De plus, dans les zones rurales du Japon, l'environnement des pollinisateurs change également en raison du vieillissement de la population, de l'augmentation des terres agricoles abandonnées, de l'utilisation des pesticides et des changements dans l'environnement des satoyama. Même dans les zones urbaines, les jardins, les parcs, les berges des rivières, les écoles et les plantations sur les balcons peuvent devenir de petits refuges pour les insectes. Protéger les pollinisateurs n'est pas seulement un défi pour les régions tropicales ou montagneuses éloignées.


Des « insectes dégoûtants » à « des soutiens de nos tables »

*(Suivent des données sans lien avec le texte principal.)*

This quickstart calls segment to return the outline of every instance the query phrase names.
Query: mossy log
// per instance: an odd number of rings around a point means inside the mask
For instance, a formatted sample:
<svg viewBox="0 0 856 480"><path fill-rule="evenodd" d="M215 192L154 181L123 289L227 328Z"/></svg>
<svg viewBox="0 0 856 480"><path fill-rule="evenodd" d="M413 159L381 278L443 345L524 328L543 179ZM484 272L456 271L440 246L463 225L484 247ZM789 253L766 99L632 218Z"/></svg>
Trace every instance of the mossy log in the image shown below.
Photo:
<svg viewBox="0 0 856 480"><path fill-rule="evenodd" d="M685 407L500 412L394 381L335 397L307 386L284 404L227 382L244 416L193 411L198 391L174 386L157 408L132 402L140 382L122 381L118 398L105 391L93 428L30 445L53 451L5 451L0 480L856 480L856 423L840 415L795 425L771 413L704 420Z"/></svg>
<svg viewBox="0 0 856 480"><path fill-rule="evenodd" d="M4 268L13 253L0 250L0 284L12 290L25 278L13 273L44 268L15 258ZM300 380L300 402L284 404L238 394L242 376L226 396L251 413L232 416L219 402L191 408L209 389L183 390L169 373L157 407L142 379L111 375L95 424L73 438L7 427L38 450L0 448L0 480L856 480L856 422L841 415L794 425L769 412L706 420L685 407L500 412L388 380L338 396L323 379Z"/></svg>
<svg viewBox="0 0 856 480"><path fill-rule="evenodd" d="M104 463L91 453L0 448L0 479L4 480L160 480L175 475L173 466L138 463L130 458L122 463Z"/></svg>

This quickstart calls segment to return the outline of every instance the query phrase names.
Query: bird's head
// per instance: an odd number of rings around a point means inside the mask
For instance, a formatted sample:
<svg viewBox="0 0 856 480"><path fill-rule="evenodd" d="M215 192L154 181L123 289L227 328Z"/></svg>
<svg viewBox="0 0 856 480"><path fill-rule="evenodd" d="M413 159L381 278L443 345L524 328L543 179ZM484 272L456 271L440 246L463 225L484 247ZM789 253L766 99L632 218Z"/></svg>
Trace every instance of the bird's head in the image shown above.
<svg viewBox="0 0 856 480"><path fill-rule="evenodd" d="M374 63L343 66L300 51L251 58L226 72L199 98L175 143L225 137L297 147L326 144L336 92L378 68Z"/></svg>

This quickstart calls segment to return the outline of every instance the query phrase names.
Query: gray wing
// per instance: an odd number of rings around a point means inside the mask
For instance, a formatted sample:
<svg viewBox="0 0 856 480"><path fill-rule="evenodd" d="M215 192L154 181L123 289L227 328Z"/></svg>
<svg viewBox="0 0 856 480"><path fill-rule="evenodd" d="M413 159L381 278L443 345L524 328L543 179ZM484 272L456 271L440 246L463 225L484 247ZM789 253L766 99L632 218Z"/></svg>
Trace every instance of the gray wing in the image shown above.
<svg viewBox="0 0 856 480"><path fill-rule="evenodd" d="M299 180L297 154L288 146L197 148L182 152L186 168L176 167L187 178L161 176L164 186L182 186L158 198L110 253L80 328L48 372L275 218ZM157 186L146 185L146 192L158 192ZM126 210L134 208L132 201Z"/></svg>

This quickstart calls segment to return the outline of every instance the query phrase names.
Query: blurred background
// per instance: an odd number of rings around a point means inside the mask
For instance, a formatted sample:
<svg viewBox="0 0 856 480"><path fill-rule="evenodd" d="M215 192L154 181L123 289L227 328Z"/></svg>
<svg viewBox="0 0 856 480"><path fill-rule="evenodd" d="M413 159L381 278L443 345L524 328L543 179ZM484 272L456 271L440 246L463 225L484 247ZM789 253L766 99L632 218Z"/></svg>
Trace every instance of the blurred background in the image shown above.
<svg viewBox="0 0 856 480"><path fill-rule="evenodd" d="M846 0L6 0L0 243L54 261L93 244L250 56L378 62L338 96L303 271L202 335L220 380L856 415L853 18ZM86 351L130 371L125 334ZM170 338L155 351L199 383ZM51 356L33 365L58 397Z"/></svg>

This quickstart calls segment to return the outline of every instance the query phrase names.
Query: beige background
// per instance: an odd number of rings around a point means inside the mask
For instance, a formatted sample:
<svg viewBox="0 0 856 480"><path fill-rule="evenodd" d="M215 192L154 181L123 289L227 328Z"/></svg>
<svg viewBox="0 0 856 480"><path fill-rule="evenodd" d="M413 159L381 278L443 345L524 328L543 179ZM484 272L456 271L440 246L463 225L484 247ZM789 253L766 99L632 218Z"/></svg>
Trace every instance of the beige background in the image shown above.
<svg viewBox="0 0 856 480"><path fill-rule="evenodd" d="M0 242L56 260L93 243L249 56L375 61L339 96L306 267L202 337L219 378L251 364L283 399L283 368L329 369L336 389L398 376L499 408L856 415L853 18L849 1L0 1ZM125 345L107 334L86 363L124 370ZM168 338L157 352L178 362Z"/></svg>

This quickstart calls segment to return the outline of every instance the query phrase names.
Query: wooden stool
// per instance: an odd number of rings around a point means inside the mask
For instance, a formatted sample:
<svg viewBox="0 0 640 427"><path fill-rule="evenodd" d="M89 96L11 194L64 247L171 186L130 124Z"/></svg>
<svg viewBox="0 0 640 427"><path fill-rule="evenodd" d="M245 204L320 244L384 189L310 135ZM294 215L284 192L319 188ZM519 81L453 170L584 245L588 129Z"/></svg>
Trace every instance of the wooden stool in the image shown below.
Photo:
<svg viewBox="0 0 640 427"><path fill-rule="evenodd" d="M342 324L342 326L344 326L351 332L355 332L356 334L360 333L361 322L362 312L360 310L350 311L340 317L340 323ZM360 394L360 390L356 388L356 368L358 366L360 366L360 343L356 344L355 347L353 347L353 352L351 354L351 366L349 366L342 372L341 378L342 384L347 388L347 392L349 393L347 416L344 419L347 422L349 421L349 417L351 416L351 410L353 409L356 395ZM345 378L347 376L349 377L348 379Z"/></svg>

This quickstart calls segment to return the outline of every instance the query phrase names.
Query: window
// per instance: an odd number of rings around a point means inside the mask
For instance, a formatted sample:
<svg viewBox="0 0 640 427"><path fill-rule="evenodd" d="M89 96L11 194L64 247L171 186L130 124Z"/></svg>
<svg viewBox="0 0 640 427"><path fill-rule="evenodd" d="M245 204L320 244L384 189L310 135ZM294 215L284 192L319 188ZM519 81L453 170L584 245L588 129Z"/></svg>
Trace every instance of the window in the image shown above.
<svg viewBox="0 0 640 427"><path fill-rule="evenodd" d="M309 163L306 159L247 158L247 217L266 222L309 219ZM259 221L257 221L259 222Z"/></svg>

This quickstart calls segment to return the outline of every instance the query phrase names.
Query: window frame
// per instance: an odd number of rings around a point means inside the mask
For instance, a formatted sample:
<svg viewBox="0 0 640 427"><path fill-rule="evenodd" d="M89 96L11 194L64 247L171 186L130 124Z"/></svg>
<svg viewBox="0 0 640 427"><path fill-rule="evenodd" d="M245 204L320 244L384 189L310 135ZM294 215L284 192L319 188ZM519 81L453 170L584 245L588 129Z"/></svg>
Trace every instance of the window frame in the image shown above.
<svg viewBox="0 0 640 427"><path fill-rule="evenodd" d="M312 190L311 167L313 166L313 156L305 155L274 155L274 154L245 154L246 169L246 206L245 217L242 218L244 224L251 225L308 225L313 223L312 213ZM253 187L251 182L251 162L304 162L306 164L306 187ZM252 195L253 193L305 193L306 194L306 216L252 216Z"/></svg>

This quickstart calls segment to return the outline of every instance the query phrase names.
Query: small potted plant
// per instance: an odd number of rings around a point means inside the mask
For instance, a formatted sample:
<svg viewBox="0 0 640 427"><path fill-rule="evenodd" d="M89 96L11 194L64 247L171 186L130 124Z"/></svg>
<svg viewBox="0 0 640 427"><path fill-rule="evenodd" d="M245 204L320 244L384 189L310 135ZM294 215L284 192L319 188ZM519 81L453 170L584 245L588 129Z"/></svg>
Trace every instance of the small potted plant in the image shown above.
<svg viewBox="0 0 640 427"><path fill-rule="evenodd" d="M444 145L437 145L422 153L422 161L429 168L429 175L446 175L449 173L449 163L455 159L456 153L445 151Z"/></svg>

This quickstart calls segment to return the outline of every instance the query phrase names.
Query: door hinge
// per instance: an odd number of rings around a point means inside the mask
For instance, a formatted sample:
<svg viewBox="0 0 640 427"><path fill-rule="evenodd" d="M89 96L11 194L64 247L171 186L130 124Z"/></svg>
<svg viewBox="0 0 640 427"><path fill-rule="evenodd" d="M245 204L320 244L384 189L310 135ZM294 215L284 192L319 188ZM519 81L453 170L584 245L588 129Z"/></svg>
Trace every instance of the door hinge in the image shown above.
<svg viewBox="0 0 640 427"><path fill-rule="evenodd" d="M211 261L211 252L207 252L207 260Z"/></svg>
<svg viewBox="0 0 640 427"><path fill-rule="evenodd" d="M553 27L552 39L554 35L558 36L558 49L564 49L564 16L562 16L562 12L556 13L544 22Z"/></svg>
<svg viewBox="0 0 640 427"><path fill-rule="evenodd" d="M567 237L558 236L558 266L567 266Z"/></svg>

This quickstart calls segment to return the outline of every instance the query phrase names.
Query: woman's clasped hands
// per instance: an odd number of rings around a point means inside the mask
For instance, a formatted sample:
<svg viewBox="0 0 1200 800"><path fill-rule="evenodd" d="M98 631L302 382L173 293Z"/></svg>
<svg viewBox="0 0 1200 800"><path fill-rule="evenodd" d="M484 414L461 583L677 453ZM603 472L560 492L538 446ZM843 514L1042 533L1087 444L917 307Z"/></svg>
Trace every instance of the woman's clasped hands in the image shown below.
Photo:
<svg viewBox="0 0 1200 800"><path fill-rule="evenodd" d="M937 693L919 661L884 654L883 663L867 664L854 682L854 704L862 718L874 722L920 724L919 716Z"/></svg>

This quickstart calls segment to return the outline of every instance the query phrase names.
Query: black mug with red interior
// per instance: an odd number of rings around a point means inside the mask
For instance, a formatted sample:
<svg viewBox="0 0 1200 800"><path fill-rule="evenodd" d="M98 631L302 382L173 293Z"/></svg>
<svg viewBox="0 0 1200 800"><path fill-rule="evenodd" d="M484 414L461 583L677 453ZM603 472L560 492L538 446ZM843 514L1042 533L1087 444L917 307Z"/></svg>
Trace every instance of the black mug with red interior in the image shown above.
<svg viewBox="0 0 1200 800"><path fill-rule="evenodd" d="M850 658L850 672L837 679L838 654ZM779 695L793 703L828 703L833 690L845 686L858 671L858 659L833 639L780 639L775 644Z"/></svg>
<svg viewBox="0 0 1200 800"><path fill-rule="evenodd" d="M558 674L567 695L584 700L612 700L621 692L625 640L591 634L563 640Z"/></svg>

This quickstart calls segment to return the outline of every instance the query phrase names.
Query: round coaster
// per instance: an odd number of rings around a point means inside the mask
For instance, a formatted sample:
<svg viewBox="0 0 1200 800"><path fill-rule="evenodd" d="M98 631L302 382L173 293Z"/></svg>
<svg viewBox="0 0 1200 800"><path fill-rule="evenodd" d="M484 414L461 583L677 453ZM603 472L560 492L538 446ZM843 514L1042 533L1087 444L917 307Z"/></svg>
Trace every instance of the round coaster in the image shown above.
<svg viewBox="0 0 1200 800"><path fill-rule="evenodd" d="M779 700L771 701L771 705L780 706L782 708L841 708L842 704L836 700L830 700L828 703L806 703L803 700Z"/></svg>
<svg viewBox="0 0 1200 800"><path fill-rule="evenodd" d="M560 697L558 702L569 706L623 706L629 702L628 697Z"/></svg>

Les insectes sont souvent détestés. Ils piquent, volent, se rassemblent, leur apparence est désagréable. Beaucoup de gens ressentent cela. Cependant, la vie humaine ne peut pas se passer des insectes. Non seulement pour la pollinisation, mais aussi pour la décomposition du sol, la nourriture des oiseaux et des poissons, les prédateurs des nuisibles, le cycle des écosystèmes, les insectes font fonctionner le monde dans l'ombre.

Cette étude a montré en particulier la partie qui est directement liée à la santé humaine. Les abeilles visitent les fleurs. En conséquence, les légumineuses, les fruits et les légumes poussent. Les familles les consomment. Les enfants grandissent. Les agriculteurs gagnent un revenu. Ce qui semble être une petite action soutient un vaste réseau de nourriture et de santé.

C'est pourquoi le terme « apocalypse des insectes » ne se termine pas simplement par une expression sensationnelle. Si les insectes continuent de diminuer silencieusement, le premier à disparaître pourrait être le bourdonnement des ailes des insectes. Mais ensuite, ce pourrait être la récolte des champs, la couleur des tables et la croissance saine des enfants.

La biodiversité n'est pas un passe-temps pour les amoureux de la nature. C'est une politique agricole, une politique nutritionnelle, une mesure de lutte contre la pauvreté et une question de santé publique. Protéger les petits insectes qui se rassemblent autour des fleurs, c'est finalement protéger les fondations de la société humaine.

Il est trop tard pour réaliser la valeur des insectes après leur diminution. Laisser des fleurs au bord des champs. Réduire les pesticides au minimum nécessaire. Augmenter les plantes indigènes locales. Même dans un petit jardin ou sur un balcon, créer un environnement où les pollinisateurs peuvent venir. Ces efforts cumulés soutiennent les tables de demain.

La crise des insectes progresse silencieusement. Mais les mesures peuvent également commencer discrètement. Planter des fleurs peut être le premier pas pour prévenir la faim.